Predictive models for vaccine design have become a powerful and necessary resource for the expeditiousness design of vaccines to combat the ongoing SARS-CoV-2 global pandemic. Here we use the power of these predicted models to assess the sequence diversity of circulating SARS-CoV-2 proteomes in the context of an individual’s CD8 T-cell immune repertoire to identify potential. defined regions of immunogenicity. Using this approach of expedited and rational CD8 T-cell vaccine design, it may be possible to develop a therapeutic vaccine candidate with the potential for both global and local coverage.


The COVID-19 pandemic is a worldwide health emergency. The first cases were believed to have occurred earlier than December 2019, and as of the beginning of February there have been more than 103,000,000 cases of SARS-CoV-2 infection have been reported worldwide and in excess of 2,200,000 deaths (Update, ecdc.2021). Vaccine development against SARS-CoV-2 is accelerating, and currently there are more than 130 vaccines in development with some progressing to clinical trials in man (Mullard, 2020). Of these vaccines the majority are for a prophylactic indication with the spike glycoprotein being the preferred antigen target.

The full repertoire of immune responses to COVID-19 in patients is still being evaluated but recent publications indicate a significant role for cell mediated immunity in clearing SARS-CoV-2 and conferring some level of protective immunity (Grifoni et al., 2020). This mirrors observations made for other coronavirus infections, SARS (Li et al., 2008), MERS (Zhao et al., 2017) and other viral infections including Ebola (Sakabe et al., 2018) and Lassa virus (Sullivan et al., 2020). Concurrent with vaccine design and understanding the immune response in patients, significant efforts have been invested in understanding the virus phylogeny as it progresses around the globe to identify key sequence changes that may influence vaccine design. The data from this analysis appears to show that the majority of circulating mutations are neutral or deleterious (van Dorp et al., 2020), although a D614G mutation identified in the spike glycoprotein may cause an increase in susceptibility to infection (Korber et al., 2020).

Linking novel sequence data to the use of existing predictive in silico tools for epitope identification offers an intriguing approach that can complement existing vaccine design strategies. Previously we hypothesized that incorporating potential immune recognition information into established models may increase the likelihood of success. We have shown that within a population, although HLA sequences show high levels of polymorphism, there are conserved, over-represented alleles that can be used as representative of larger allele diversity (Buggert et al., 2012; Hare et al., 2020a).

Previously we have applied NetMHCpan (Nielsen and Andreatta, 2016) as a proxy to identify putative CD8 T-cell epitopes contained within the HIV transmitted founder virus (TFV) identified from the Protocol C clinical cohort of sub Saharan and East Africa.
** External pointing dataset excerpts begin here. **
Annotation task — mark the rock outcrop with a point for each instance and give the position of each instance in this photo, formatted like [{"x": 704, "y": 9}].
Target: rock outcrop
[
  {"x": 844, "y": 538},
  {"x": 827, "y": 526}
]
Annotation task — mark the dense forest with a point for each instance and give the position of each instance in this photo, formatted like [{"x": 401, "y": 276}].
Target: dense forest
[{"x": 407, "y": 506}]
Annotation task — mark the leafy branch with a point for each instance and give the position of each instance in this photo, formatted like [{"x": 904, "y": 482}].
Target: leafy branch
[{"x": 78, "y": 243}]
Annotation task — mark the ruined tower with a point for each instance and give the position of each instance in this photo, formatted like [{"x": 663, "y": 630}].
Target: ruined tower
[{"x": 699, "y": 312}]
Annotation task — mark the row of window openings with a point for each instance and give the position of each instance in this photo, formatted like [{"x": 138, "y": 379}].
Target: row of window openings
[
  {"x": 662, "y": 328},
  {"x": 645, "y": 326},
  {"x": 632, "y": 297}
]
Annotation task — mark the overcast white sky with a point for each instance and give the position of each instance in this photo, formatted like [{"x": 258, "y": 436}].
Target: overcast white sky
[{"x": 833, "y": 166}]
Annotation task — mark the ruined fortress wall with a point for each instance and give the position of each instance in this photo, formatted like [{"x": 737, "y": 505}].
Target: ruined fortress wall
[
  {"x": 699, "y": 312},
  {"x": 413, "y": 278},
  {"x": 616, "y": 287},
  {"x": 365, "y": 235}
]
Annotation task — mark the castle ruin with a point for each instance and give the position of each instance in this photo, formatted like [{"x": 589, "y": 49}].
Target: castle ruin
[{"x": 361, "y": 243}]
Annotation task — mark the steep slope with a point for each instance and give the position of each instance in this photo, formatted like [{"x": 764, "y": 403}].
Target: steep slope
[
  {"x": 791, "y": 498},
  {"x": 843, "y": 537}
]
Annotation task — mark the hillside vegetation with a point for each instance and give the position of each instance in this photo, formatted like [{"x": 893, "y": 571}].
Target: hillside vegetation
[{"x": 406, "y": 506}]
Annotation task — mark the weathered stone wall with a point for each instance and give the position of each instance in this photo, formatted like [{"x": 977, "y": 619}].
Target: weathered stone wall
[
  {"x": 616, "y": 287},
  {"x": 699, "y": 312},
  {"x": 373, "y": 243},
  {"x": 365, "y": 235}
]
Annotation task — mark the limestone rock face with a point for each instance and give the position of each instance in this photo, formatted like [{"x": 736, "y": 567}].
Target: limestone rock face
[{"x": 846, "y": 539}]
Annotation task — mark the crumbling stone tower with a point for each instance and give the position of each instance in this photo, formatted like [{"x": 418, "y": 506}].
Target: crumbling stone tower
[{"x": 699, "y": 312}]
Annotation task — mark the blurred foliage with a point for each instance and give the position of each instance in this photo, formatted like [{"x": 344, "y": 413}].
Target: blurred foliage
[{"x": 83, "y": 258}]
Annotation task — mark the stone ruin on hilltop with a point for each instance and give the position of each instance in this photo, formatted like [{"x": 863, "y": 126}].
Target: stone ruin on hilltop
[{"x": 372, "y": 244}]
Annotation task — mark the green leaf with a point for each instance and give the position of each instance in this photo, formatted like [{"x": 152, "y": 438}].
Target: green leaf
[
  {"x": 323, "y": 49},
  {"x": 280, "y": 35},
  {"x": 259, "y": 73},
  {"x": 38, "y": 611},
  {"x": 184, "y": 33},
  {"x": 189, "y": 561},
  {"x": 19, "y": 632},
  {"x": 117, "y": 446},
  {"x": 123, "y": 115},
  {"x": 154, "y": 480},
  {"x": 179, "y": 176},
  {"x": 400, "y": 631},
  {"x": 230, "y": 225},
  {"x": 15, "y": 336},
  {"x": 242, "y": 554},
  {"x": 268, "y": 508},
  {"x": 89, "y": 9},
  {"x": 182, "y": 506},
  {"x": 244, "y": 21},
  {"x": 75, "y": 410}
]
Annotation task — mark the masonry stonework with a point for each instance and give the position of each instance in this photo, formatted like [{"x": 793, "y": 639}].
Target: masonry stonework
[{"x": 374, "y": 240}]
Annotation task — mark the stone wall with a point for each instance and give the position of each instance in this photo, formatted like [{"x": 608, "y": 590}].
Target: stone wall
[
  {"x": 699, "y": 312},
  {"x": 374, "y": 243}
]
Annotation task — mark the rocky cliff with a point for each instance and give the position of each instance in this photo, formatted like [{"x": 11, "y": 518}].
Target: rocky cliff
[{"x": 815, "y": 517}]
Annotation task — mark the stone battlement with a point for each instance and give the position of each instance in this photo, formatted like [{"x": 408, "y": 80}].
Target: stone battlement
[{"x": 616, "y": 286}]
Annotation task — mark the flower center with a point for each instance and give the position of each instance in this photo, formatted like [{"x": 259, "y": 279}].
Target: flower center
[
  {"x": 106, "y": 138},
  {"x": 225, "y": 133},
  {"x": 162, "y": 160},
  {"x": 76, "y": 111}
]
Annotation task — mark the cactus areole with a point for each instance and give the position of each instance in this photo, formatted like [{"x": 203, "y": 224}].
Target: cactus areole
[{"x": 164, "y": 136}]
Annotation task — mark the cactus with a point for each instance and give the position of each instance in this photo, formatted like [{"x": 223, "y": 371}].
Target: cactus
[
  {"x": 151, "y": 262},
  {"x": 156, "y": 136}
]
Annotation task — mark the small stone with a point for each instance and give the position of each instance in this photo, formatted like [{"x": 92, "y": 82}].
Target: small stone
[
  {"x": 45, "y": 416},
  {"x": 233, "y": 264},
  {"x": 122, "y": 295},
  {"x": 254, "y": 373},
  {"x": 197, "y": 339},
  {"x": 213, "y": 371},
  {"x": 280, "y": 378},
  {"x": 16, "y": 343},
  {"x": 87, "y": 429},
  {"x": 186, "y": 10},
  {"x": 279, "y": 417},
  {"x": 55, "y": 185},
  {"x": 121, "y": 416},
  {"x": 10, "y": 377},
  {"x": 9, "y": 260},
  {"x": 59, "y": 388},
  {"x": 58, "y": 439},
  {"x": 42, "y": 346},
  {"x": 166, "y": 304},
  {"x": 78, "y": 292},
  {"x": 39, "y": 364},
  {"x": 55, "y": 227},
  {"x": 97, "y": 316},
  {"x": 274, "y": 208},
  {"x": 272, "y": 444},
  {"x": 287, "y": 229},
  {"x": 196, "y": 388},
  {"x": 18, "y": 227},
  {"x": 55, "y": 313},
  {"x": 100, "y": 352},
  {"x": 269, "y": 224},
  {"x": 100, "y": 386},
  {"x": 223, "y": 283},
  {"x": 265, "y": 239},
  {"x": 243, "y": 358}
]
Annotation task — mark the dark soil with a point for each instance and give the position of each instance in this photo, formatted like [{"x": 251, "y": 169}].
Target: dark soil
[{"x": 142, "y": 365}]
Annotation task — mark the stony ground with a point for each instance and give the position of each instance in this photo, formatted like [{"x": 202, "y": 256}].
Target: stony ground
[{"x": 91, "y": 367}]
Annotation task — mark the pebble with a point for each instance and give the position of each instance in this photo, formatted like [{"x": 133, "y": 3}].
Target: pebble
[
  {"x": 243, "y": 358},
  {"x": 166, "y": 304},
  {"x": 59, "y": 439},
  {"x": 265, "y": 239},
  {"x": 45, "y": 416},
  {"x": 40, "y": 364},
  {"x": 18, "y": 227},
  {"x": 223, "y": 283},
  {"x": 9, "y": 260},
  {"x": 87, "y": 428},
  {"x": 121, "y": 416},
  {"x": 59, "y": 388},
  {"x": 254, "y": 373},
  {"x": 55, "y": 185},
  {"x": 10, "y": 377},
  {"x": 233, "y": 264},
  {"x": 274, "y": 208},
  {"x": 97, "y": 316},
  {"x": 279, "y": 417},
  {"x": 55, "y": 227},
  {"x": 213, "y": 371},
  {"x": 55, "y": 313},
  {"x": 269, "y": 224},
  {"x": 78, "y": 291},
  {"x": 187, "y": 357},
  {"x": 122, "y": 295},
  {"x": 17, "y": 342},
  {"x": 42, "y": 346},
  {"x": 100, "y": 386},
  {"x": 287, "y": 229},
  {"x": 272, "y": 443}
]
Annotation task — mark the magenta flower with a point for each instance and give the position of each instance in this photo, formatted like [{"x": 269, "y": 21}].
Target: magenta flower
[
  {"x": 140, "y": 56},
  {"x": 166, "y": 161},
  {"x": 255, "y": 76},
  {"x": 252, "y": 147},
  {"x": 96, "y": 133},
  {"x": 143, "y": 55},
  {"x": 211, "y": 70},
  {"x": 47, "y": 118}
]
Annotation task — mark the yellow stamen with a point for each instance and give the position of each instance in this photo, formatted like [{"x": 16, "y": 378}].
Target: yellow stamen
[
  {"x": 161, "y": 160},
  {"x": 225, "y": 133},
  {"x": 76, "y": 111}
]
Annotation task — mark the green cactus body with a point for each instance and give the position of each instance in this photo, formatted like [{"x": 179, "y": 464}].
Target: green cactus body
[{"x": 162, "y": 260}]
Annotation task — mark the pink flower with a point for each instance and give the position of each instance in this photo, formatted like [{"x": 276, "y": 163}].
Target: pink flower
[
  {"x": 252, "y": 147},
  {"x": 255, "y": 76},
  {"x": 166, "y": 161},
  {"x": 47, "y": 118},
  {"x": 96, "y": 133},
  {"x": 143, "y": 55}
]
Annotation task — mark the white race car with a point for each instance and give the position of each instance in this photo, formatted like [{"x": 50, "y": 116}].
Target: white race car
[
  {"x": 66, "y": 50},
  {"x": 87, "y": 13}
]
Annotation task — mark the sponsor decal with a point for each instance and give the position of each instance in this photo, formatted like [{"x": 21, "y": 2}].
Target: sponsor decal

We have shown that it is possible to stratify and rank protein and/or proteome sequences for their contributions of potential T-cell epitopes (McGowan et al., 2020). Here we propose to use the same approach to evaluate a subset of global circulating SARS-CoV-2 sequences and, using the predefined analysis applied to modeling HIV diversity, identify key regions within the SARS-CoV-2 proteome that could be included within a therapeutic T-cell vaccine.


For genes from each SARS-CoV-2 virus proteome sequence all 8–11 mer peptides were generated. The binding affinity of each peptide to the HLA alleles described above was predicted using NetMHCpan-4.1.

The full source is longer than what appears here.